Design concurrent range-aware file caching client
Company: Databricks
Role: Software Engineer
Category: System Design
Difficulty: hard
Interview Round: HR Screen
Design a high-throughput client-side file cache that serves ranged reads from a remote storage service. The remote API supports fetching by filename with byte offset and length; you also have a method that downloads an entire file by filename and size. Requirements: support concurrent requests for overlapping/adjacent ranges efficiently; choose chunk size, request coalescing, and prefetching strategies; ensure thread-safe access, deduplicate overlapping in-flight downloads, and provide backpressure/rate limiting; implement cache indexing, eviction (e.g., LRU), persistence, and validation if the remote file changes; handle partial failures, retries, and timeouts; define and justify API semantics (e.g., read(filename, offset, length) and write policy).
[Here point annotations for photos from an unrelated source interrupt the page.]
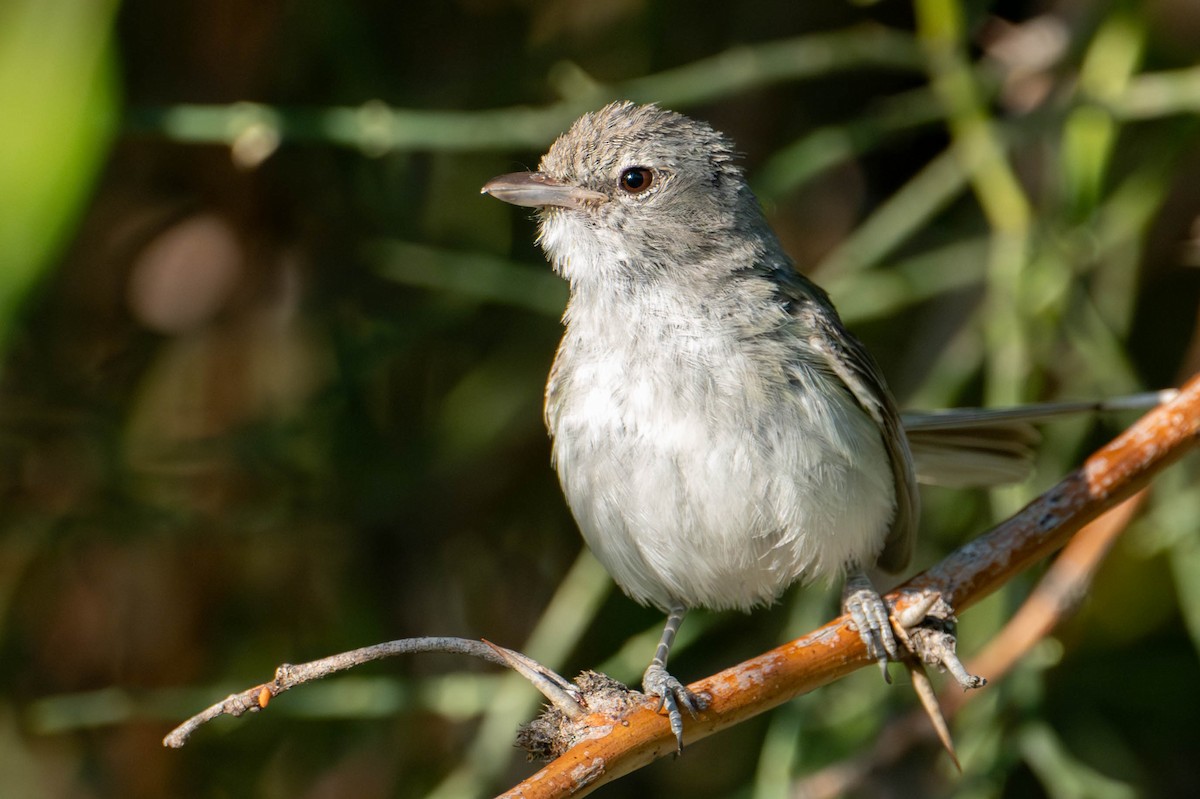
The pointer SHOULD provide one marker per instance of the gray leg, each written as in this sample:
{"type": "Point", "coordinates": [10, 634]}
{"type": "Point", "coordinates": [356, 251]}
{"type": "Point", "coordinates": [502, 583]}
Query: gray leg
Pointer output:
{"type": "Point", "coordinates": [658, 682]}
{"type": "Point", "coordinates": [870, 614]}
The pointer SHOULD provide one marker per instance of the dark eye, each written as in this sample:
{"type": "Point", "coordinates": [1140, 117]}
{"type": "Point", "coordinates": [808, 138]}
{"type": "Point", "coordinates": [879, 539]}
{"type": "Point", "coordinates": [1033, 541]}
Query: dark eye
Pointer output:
{"type": "Point", "coordinates": [636, 180]}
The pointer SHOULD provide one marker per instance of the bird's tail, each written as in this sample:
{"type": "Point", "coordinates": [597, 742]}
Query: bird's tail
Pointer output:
{"type": "Point", "coordinates": [988, 446]}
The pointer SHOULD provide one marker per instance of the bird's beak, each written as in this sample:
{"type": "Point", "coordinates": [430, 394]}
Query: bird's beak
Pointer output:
{"type": "Point", "coordinates": [538, 190]}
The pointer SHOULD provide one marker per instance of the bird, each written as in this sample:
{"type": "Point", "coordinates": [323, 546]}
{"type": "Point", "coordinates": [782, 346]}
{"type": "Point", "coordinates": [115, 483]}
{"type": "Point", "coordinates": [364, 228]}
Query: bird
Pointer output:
{"type": "Point", "coordinates": [718, 433]}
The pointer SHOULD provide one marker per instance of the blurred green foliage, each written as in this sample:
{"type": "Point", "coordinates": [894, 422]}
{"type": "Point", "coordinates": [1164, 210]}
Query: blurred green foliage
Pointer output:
{"type": "Point", "coordinates": [277, 390]}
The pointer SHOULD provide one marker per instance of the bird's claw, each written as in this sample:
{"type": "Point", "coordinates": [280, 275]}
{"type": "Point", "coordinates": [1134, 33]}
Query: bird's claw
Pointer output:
{"type": "Point", "coordinates": [672, 695]}
{"type": "Point", "coordinates": [869, 612]}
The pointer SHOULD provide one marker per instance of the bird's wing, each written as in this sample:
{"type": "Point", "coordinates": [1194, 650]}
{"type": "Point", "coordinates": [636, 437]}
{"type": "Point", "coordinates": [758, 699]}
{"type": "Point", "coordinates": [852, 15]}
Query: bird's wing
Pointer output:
{"type": "Point", "coordinates": [849, 360]}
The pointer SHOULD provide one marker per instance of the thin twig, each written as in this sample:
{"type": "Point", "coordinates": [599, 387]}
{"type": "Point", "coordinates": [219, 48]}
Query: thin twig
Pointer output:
{"type": "Point", "coordinates": [1055, 595]}
{"type": "Point", "coordinates": [288, 676]}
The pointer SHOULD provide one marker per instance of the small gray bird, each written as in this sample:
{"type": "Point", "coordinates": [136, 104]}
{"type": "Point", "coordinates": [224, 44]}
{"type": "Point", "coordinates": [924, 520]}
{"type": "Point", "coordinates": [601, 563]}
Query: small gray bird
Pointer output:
{"type": "Point", "coordinates": [718, 432]}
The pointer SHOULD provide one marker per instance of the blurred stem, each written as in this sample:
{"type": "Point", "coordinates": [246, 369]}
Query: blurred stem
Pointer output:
{"type": "Point", "coordinates": [1090, 131]}
{"type": "Point", "coordinates": [253, 131]}
{"type": "Point", "coordinates": [942, 34]}
{"type": "Point", "coordinates": [827, 146]}
{"type": "Point", "coordinates": [900, 216]}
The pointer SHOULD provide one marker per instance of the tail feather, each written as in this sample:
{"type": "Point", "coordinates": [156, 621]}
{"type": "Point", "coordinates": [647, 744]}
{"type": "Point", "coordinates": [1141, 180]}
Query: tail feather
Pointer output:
{"type": "Point", "coordinates": [989, 446]}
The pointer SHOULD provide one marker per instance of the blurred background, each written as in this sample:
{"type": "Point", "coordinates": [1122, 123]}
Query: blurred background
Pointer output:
{"type": "Point", "coordinates": [273, 372]}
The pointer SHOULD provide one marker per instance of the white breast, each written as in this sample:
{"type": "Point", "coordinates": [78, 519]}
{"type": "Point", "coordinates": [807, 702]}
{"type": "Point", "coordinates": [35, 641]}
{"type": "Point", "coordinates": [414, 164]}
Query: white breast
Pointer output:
{"type": "Point", "coordinates": [696, 476]}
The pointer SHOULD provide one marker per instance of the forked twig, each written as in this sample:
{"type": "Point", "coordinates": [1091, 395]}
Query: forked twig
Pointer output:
{"type": "Point", "coordinates": [1109, 476]}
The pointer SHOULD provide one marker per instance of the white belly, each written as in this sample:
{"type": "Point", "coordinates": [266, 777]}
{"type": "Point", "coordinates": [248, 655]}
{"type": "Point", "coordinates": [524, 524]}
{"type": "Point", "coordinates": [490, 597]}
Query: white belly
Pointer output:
{"type": "Point", "coordinates": [711, 490]}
Provide key data structures and pseudocode for coordinating fetch, cache lookup, and concurrency control. Analyze scalability, correctness under concurrency, and time/space complexity.
Quick Answer: This question evaluates understanding of concurrent, range-aware client-side file caching—covering concurrency control and deduplication of in-flight requests, chunking and prefetch strategies, persistence, eviction policies, validation, and reliability—and is categorized under System Design.